To illustrate the point further, the two players in focus here happen to be from different racial backgrounds. On the field, Augustus also happens to wear a scrum cap while Coetzee does not and the two also look unmistakably different in height and build which makes the commentators repeated error that much more obvious.
Augustus also happens to be relatively well known considering his short professional career, having represented the junior Boks with aplomb, he has gained a healthy reputation early in his career for being a player with a bright future. He is a face well known to anyone who follows the game in South Africa, let alone to those who work in a professional capacity within South African rugby.
What is even more frustrating is that they did it for an entire half of rugby, possibly longer (I couldn’t keep watching), without rectifying or apologising for their mistake.
A clear example that both commentators did not do a very good job of compiling their pre-game notes and talking points and makes one wonder how they: 1. didn’t notice, 2. whether they did and thought it would be best to continue calling him by another players name, 3. or whether they had no clue, which begs the question, why are they calling games as a profession?
This is not intended to be outrightly rude or dismissive of the quality of pre, post and in-game information we receive but it’s getting harder and harder not to notice the difference in analyst and commentary quality when compared to other sports broadcasters that we regularly see through watching Test matches, Super Rugby and even the Mitre 10 Cup.
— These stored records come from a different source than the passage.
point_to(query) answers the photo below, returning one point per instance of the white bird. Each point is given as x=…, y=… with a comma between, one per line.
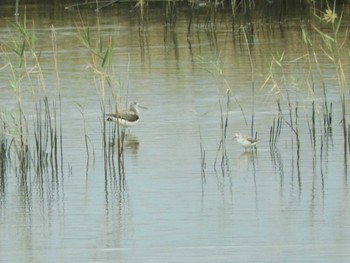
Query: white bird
x=245, y=140
x=126, y=118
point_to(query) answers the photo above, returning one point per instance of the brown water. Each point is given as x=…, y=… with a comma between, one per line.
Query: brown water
x=272, y=205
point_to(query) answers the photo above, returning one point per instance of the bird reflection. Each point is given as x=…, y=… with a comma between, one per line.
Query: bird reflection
x=248, y=157
x=128, y=143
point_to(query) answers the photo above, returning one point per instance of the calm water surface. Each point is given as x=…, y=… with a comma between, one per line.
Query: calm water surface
x=270, y=205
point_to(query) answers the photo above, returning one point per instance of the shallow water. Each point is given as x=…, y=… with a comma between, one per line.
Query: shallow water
x=270, y=205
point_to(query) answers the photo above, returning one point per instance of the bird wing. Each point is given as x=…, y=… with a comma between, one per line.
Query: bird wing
x=128, y=116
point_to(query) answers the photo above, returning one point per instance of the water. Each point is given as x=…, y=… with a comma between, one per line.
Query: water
x=276, y=205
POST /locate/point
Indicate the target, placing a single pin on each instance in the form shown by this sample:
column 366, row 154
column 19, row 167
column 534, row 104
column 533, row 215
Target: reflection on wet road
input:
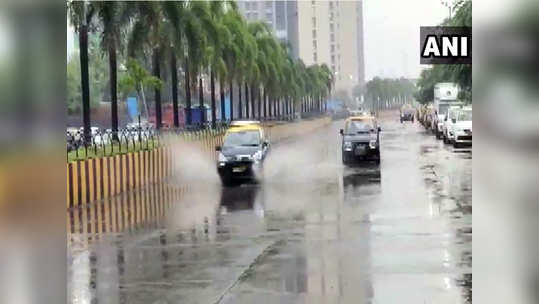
column 312, row 232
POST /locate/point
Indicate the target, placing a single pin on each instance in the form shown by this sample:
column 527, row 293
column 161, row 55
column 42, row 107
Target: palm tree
column 174, row 13
column 113, row 17
column 148, row 29
column 81, row 15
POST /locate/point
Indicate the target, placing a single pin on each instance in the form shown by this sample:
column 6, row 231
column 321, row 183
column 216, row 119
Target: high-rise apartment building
column 329, row 32
column 271, row 12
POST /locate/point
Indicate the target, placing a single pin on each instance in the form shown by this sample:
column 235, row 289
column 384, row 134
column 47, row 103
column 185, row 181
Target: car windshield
column 359, row 127
column 242, row 138
column 443, row 109
column 464, row 116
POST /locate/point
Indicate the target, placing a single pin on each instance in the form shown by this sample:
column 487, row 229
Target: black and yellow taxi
column 360, row 139
column 242, row 155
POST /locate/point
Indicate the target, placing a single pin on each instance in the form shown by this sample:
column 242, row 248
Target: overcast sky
column 392, row 35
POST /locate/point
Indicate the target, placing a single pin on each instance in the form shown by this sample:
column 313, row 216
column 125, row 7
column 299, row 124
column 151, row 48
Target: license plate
column 238, row 169
column 360, row 150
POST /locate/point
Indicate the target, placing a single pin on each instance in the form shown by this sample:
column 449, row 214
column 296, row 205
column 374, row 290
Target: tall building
column 329, row 32
column 272, row 12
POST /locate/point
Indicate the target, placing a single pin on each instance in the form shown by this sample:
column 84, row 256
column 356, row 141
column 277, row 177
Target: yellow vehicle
column 245, row 146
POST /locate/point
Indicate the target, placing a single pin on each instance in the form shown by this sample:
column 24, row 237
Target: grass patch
column 96, row 151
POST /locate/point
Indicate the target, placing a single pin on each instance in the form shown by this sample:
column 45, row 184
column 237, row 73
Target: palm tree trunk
column 84, row 82
column 286, row 108
column 113, row 95
column 157, row 73
column 231, row 101
column 265, row 104
column 188, row 118
column 222, row 93
column 240, row 106
column 201, row 101
column 144, row 103
column 253, row 109
column 259, row 103
column 174, row 73
column 246, row 100
column 212, row 87
column 269, row 106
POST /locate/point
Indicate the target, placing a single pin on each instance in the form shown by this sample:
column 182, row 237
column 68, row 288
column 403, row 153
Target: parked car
column 242, row 155
column 429, row 117
column 447, row 126
column 462, row 128
column 407, row 113
column 360, row 139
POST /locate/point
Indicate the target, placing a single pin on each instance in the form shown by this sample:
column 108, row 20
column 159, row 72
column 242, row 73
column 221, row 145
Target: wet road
column 312, row 232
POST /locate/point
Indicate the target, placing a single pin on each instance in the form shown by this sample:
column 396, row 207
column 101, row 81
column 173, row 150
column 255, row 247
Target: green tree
column 113, row 17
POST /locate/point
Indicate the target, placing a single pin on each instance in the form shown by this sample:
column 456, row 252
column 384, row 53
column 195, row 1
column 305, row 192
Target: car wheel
column 345, row 159
column 227, row 182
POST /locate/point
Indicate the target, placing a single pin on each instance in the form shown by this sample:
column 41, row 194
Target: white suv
column 447, row 127
column 462, row 127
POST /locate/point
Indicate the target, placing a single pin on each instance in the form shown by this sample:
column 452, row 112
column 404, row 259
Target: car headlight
column 222, row 158
column 257, row 156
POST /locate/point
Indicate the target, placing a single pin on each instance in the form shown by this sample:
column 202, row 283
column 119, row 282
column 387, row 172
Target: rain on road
column 313, row 231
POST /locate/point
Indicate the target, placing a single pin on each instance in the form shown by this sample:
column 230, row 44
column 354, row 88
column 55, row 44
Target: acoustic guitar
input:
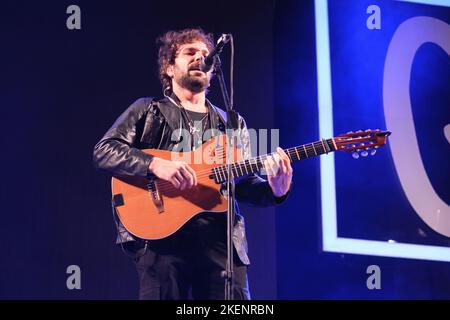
column 154, row 209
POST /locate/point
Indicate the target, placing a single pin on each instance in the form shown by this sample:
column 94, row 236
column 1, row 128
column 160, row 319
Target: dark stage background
column 61, row 89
That’s not to mention the professionalism that we witness when watching the broadcasting of Premier League Football.
It’s not a big deal in reality but it is unprofessional which in turn makes it harder for us, the viewing public who happen to pay a small fortune for the pleasure of watching rugby in South Africa, to take the people we see on our screens seriously.
That is a disservice to many of them and what they have achieved in the game and their careers.
Maybe its time to start looking outside of just past players to bring some desire and greater professionalism to a job that should not be taken overtly casually.